Since the early 2000s, Indian cricket has had an Australia obsession. BCCI’s National Cricket Academy was inspired by Brisbane’s Centre of Excellence. Everything about the men from Down Under — starting with their “winning at all cost” motto — was revered. Fitness, fielding, finishing — how the Indians wished their cricketers had all the 3Fs that the Aussie had. Over the years, however, India has imbibed the bad with the good. Mental disintegration, aka sledging, too, has become a time-tested legitimate tactic.

Meanwhile, the Aussies, after the Sandpaper Gate episode, went through a period of self-loathing, followed by soul-searching. They recalibrated their processes and goals. They no longer pride themselves as master sledgers. These days they don’t laugh when recalling Warne’s “Saddam” nickname for Nasser Hussian or Warner’s “Osama” label for Moeen Ali.

India, too, needs to tweak the template before it’s too late.
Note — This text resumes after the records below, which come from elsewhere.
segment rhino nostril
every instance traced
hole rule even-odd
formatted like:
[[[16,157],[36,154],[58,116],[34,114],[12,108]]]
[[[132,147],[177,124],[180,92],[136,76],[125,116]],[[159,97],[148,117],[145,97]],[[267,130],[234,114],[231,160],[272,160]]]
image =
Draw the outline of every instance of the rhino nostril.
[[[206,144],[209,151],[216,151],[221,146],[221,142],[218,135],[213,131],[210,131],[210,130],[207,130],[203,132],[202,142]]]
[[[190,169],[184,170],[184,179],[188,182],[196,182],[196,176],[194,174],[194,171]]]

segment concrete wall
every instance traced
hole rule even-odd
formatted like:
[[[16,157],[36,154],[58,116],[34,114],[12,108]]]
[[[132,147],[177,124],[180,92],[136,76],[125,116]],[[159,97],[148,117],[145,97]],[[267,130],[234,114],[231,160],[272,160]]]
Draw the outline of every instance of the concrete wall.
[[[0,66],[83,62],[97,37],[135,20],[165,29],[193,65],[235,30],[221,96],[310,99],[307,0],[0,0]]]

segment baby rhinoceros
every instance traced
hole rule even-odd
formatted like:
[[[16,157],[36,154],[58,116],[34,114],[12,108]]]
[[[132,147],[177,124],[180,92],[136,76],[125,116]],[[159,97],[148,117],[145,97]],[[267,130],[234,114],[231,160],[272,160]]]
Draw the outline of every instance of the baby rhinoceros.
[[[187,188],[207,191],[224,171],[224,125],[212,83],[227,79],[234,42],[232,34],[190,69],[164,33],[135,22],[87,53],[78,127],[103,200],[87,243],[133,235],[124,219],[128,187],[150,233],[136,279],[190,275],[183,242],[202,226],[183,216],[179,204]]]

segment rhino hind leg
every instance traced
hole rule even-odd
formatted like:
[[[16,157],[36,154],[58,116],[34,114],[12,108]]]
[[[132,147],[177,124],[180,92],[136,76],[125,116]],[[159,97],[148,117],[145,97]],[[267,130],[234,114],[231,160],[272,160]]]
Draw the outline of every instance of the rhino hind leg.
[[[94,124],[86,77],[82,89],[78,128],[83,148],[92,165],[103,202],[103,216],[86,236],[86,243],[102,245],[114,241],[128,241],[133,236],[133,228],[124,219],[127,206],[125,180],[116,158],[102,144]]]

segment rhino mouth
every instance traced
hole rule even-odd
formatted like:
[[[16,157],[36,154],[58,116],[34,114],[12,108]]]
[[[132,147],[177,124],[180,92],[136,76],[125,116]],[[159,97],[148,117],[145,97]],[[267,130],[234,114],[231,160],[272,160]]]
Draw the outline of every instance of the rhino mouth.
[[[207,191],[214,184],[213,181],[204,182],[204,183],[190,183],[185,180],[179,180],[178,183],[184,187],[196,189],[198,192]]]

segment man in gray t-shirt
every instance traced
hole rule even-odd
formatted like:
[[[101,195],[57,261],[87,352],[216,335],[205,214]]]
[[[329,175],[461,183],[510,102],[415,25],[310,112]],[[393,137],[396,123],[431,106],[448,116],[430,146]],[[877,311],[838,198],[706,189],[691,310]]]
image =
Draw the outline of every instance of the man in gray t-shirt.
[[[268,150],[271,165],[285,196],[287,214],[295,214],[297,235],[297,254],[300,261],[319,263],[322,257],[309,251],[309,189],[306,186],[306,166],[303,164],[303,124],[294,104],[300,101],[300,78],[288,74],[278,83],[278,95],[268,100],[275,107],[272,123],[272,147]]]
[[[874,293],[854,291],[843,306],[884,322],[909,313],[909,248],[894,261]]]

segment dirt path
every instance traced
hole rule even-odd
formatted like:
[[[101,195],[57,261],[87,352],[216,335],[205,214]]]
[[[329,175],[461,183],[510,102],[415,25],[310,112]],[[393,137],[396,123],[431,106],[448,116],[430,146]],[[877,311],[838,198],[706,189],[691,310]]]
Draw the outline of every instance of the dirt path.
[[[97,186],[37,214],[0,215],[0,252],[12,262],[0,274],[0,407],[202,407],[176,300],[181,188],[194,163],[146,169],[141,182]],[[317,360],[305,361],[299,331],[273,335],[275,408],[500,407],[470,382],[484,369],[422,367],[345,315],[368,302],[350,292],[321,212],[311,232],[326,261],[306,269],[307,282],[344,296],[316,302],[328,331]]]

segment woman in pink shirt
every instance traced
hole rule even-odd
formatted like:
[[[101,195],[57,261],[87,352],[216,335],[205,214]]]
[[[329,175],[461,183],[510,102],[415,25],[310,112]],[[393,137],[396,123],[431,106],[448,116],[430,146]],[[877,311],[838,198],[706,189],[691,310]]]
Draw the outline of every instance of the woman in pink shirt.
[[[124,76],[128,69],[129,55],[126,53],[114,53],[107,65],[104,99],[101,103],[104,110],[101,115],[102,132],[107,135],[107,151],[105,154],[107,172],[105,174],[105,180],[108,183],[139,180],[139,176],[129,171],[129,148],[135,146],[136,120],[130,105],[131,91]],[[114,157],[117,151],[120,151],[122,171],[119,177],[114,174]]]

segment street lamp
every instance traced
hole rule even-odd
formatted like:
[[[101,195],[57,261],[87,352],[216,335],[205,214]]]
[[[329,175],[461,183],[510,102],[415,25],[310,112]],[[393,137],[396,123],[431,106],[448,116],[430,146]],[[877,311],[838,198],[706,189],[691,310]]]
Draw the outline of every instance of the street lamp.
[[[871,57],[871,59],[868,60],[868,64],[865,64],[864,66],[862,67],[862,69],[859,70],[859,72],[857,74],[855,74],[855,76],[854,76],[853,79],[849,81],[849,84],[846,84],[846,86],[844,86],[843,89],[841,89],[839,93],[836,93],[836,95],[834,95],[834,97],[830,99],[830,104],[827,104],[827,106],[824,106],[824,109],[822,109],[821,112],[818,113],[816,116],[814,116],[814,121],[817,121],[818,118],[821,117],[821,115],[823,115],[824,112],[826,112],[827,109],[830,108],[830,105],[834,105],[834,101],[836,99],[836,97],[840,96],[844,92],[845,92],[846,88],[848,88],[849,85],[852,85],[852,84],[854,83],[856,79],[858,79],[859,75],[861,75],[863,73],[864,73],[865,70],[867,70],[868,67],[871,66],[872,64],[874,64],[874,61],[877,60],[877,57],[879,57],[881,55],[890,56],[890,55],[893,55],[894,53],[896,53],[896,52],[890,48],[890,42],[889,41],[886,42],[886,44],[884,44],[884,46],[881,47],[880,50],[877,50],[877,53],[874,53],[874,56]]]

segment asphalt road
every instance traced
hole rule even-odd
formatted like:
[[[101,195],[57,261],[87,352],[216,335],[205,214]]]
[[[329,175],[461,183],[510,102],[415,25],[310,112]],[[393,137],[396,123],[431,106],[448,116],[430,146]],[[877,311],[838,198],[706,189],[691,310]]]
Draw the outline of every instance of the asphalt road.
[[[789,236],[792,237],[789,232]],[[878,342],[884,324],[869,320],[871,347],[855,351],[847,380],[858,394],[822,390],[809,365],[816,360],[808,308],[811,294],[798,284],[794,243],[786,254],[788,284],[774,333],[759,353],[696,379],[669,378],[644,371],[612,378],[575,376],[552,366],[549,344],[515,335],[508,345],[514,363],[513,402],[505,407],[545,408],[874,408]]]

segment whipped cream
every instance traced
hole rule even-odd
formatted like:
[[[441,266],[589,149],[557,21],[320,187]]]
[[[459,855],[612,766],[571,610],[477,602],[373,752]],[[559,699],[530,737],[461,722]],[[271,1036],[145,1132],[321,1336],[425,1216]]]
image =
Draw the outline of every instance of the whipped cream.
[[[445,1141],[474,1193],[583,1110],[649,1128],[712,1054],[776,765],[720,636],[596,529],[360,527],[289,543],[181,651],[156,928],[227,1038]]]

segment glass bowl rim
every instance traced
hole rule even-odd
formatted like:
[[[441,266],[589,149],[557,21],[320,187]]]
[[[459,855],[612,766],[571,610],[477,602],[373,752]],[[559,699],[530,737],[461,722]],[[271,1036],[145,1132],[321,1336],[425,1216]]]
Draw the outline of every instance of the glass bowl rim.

They need to strike at the toxic bug that is steadily trickling down the sytem — from the top, down to the grass roots.

Watch the final stages of the India-Bangladesh game, if possible with head-phones in place, and on Hotstar. Desperate for a wicket, the Indians gave an intimidating welcome to every late order Bangladesh batsman. The close-in fielder would corner him and shower him with profanities.

It was a throwback to that ugly Monkeygate India-Australia series in 2008. The scene of boys in blue bullying the Bangladesh rivals brought to mind late cricket writer Peter Roebuck’s famous words indicting Aussie skipper Ricky Ponting: “In the past few days Ponting has presided over a performance that dragged the game into the pits. He turned a group of professional cricketers into a pack of wild dogs.” Roebuck saw it coming, much before Sandpaper Gate.

Bangladesh was no better. Their bowlers and fielders, too, gave the lip to Indian batsmen. Both cricket-crazy nations need to learn from history. For starters, the two sets of players need to sit down and listen to the Kiwi great, Brendon McCullum’s, 2008 Spirit of Cricket Colin Cowdrey lecture.

He explains the Kiwi Way of playing cricket. “It is vital that you understand that we were never trying to be ‘nice guys’. We were just trying to be authentic in how we acted, played the game and carried ourselves. For us, sledging in an abusive manner just didn’t fit with who we believed we had to be. It wasn’t authentic to being a New Zealander.”

Twelve years later, in this same U-19 World Cup, two New Zealand players carried a badly cramping West Indies batsman from the pitch to the boundary line. It was a tight quarter-final game that New Zealand won by two runs in the game’s last over. The Black Caps lads showed they could be nice and still win. They were just carrying forward the McCullum legacy. Sledging just didn’t fit.

India needs to look in the mirror and ask the same question. Does sledging suit them? Till an honest answer arrives, live cricket should come with a disclaimer about offensive content.